Un suivi psychologique qui peut aller jusqu'à l'adolescence
Depuis bientôt dix ans, ce dispositif propose un accompagnement médical et psychologique à près de 250 familles franciliennes. On y reçoit des couples sur le point d’adopter, des familles qui ont récemment accueilli un enfant, et même « certains parents qui continuent à venir avec leur ado » confie Anne de Truchis. Plus qu’une véritable consultation, il s’agit plutôt d’un accompagnement, d’un suivi psychologique qui ne se substitue pas au suivi médical par le pédiatre attitré. Un service quelque peu méconnu - même si on compte 25 COCA en France -, souvent proposé par des municipalités ou des associations spécialisées. Avec sa collègue, la psychologue Florence de Wailly, elle reçoit chaque famille durant une heure et demi. « Faire les consultations en binôme nous permet d’aborder les problèmes des patients d’une manière pluridisciplinaire, explique la pédiatre, et aussi de nous soutenir mutuellement ». Il faut dire que ces séances sont loin d’être des parties de plaisir. Derrière les apparences, derrière de banales scènes quotidiennes relatées par les parents (refus d’aller au lit, de manger, d’obéir…), se cache parfois une souffrance d’une intensité inouïe. Alors que les deux collègues sont à l’écoute des inquiétudes et des espoirs des parents, elles ne quittent en réalité presque jamais les enfants des yeux. Leurs faits et gestes en disent parfois plus long qu’un long discours.

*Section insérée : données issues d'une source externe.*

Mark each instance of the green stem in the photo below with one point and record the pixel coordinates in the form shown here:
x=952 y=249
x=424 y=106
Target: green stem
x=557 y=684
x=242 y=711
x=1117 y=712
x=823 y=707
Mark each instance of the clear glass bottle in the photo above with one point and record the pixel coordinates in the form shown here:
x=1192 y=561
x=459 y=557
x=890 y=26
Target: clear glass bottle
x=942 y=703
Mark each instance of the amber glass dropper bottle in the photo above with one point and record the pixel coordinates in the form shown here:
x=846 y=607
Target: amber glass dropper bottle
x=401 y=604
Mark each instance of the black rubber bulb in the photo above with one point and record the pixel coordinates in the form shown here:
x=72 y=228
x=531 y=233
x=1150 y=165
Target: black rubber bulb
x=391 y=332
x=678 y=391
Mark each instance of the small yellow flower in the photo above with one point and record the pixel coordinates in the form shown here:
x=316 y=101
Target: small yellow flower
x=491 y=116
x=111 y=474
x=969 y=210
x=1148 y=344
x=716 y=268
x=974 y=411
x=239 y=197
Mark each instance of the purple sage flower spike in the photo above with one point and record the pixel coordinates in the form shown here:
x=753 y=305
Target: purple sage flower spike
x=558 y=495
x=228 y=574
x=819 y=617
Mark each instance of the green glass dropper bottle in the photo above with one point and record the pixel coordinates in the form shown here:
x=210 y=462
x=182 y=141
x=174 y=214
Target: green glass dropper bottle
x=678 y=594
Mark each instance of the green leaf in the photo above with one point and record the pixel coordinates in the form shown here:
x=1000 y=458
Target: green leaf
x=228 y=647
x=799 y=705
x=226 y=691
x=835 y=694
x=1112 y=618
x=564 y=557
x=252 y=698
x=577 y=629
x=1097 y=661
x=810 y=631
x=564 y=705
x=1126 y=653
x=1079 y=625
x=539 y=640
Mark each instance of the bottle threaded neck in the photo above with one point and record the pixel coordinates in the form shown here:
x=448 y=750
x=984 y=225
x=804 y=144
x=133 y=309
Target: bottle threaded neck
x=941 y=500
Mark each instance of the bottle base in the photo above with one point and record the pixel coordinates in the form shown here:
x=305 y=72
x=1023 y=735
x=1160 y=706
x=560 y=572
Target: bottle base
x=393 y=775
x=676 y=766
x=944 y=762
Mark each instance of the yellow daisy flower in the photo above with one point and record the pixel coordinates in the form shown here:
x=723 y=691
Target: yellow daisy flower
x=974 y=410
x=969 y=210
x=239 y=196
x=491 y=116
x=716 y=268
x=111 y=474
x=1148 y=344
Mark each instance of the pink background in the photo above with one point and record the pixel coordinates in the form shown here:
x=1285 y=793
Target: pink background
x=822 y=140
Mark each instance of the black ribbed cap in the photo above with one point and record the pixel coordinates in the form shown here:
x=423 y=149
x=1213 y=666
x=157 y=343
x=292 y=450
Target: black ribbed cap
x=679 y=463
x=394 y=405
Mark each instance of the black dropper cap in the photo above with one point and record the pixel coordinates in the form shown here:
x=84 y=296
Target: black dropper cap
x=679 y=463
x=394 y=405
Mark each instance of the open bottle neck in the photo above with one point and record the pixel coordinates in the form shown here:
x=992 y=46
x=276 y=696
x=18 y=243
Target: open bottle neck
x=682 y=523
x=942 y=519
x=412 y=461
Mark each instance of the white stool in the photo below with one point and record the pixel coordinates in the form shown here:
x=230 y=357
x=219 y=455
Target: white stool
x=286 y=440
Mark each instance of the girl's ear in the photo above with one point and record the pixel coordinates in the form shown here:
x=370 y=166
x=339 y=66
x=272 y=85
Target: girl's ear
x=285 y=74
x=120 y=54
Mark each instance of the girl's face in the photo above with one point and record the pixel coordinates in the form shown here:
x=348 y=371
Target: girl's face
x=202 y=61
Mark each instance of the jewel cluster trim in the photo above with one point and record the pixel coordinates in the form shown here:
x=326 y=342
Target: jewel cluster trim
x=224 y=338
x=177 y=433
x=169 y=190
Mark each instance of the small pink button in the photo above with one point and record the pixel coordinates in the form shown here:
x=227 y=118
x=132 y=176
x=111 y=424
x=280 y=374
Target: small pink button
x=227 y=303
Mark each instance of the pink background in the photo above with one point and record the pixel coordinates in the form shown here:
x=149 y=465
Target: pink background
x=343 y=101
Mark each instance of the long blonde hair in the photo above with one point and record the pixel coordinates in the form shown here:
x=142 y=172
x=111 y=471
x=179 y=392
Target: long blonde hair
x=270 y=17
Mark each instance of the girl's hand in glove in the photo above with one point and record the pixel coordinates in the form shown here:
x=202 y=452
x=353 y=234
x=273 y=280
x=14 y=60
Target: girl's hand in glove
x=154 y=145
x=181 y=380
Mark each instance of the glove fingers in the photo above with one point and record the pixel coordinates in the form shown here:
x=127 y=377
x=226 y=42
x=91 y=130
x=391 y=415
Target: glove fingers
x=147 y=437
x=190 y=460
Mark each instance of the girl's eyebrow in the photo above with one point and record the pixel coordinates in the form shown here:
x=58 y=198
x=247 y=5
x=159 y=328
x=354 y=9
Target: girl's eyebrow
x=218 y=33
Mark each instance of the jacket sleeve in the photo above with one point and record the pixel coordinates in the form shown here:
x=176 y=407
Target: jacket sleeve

Des enfants victimes d'un autonomisation forcée

En arrivant dans le cabinet, tous les enfants rencontrés ce jour-là ont manifesté une surprenante autonomie : une fois leurs affaires déposées, ils vont voir les jouets et vaquent à leurs occupations, sans prêter aucune attention aux personnes dans la pièce. Ils semblent autonomes, voire endurcis, même dans ce contexte hospitalier pourtant impressionnant. Mais Anne de Truchis précise : « Il ne s’agit pas d’autonomie mais d’autonomisation forcée. S’ils ne pleurent pas, s’ils n’appellent pas, c’est à cause des abandons successifs qu’ils ont subis. Notre rôle, c’est de les réapprendre à être un enfant ». Pour Florence de Wailly, ces enfants « n’ont pas pu construire de lien d’attachement avec leurs parents. Sans ce dernier, on construit sur du sable et cela aboutit à des personnalités peu empathiques, des enfants peu concernés par leur entourage ». Par leur entourage peut-être, en ce qui concerne les parents, c’est une toute autre histoire.


Aider à devenir parents
Pour leurs parents, ils sont vus comme le centre de l’univers. Ici, un petit garçon de trois ans qui pique de vilaines crises lorsqu’il ne peut pas dormir avec ses parents. Là, une fillette qui, à défaut de faire le bébé pour attirer l’attention de sa mère, mime encore et encore un petit chaton dans les jambes de sa maîtresse. Ou encore cette autre fillette à la peau noire qui souffre des regards de ses camarades de classe car sa mère est blanche. Sous sa panoplie de petite fille modèle, elle peine à dissimuler une profonde souffrance, peut-être par peur de décevoir ou parce que cela lui rappelle cruellement l’absence de lien biologique. Tous ces détails poignants, qui prennent parfois aux tripes les soignants, n’échappent pas au binôme. Mais pas question de donner des solutions toutes faites aux parents. « Il n’y a rien à théoriser, devenir parent, c’est le fruit d’une expérimentation constante, ce sont ces succès et ces échecs qui nous construisent. Nous les incitons à réfléchir par eux-mêmes et à trouver les solutions au fond d’eux » conclut Anne de Truchis. Et ça semble fonctionner : en raison du succès de ce COCA, il faut désormais attendre un an pour être reçu en consultation.